Art: A personal take on the Bible

Carmela Weiss’s exhibition ‘White Raven’ is on display in Tel Aviv

Carmela Weiss’s exhibition ‘White Raven’ (photo credit: PR)
Carmela Weiss’s exhibition ‘White Raven’
(photo credit: PR)
Although she claims to be a disorganized person, Carmela Weiss runs her art studio with a keen and unusual sense of order. Paintings lie neatly stacked against one wall, an antique armchair stands sedately beside a coffee table, and 20-yearold tubes of paint lie side by side, color coded, in tidy baskets. On the far wall from the studio’s antique wooden door, a blank white page is tacked to the wall.
“Do you know how long that will be blank?” laughs Weiss. “For a very, very long time.”
Weiss hurries over to the kitchen to make a pot of jasmine tea, apologizing for what she regards as a mess. Youthful and exuberant, the bespectacled painter points out a series of portraits. In each, a gorilla is carefully depicted.
“Those weren’t part of any exhibition,” she explains. “I did them as research. I had to get to know the monkeys, to feel who they were, so I painted them. That way, I got to know each of them.”
The gorillas were a recurring theme in Weiss’s 2014 show “Like Water in Water.” To define the world in which they lived, Weiss tracked the monkeys to their imaginary village, creating detailed landscapes in her painting.
“An incredible thing about that show was that people asked me where the village was, where I had found it, as if it was a real thing.
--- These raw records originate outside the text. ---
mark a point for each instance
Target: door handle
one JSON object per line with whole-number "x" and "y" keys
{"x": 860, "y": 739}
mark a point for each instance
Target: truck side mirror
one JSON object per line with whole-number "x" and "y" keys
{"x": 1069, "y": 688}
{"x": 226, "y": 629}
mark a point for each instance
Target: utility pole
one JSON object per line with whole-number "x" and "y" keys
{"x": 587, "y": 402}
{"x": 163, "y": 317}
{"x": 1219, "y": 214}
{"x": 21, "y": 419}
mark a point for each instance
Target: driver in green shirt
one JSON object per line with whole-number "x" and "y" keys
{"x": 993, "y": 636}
And it was something that I created,” she says.
Weiss’s current art exhibition, “White Raven,” opened last month and will run through late February at south Tel Aviv’s P8 Contemporary Art Gallery. Along the stark white walls of the space, Weiss has hung 18 pieces. The show was inspired by a journey into the stories of the Bible.
“I come from a place of no faith. I’m not for it or against it. I find the world of believers and religion fascinating. I wonder what it feels like to believe. I’m an artist, I draw, so all my questions come out that way,” Weiss explains.
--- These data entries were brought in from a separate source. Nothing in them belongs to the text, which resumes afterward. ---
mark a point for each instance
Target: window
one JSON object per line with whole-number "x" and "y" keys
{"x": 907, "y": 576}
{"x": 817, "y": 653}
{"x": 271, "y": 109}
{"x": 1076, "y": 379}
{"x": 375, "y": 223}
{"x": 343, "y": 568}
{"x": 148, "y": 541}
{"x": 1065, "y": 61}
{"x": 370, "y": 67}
“I was in the flea market and found an antique Bible. I picked it up and started reading it,” she recounts.
Weiss could not locate the exact Bible she spoke of, a source of great frustration for her, but went on to thumb through five additional Bibles she had picked up in the following months.
“Through reading, I came upon these interesting stories, words and moments. For example, how did Adam and Eve know what to do with Hevel’s body?” she continues.
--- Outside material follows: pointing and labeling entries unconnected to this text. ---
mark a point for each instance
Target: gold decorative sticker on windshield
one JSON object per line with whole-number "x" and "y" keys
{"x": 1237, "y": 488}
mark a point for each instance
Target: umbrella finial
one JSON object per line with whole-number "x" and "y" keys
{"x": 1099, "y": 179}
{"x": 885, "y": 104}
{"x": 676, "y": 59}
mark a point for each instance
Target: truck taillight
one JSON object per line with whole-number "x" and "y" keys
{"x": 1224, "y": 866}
Weiss goes on to explain that she went on a quest for answers to these questions, many of which are depicted in her paintings and collages. Most of the paintings are done on paper as opposed to canvas.
“Why paper?” Weiss asks. “The answer is that I found very good paper. It’s very nice to draw on paper. It is completely different from fabric.”
At the edges of the space hangs a series of images that have been printed on stone.
“Stone, how can I explain it? I didn’t know that I wanted to do this, and then one day the idea of printing on stone popped into my mind and I had to do it,” she says.
In one image, which Weiss feels is the center of the show, a woman is bathing in a pool as five shirtless men stand in front of her.
“This was the milestone of the exhibition. I wanted to reverse the story, in which the man selects a woman from a group. Here, she is the one who chooses from them,” she explains.
This play on biblical stories delights Weiss.
“I have a lot of inside jokes with myself in these paintings. They don’t interest anyone but me,” she admits.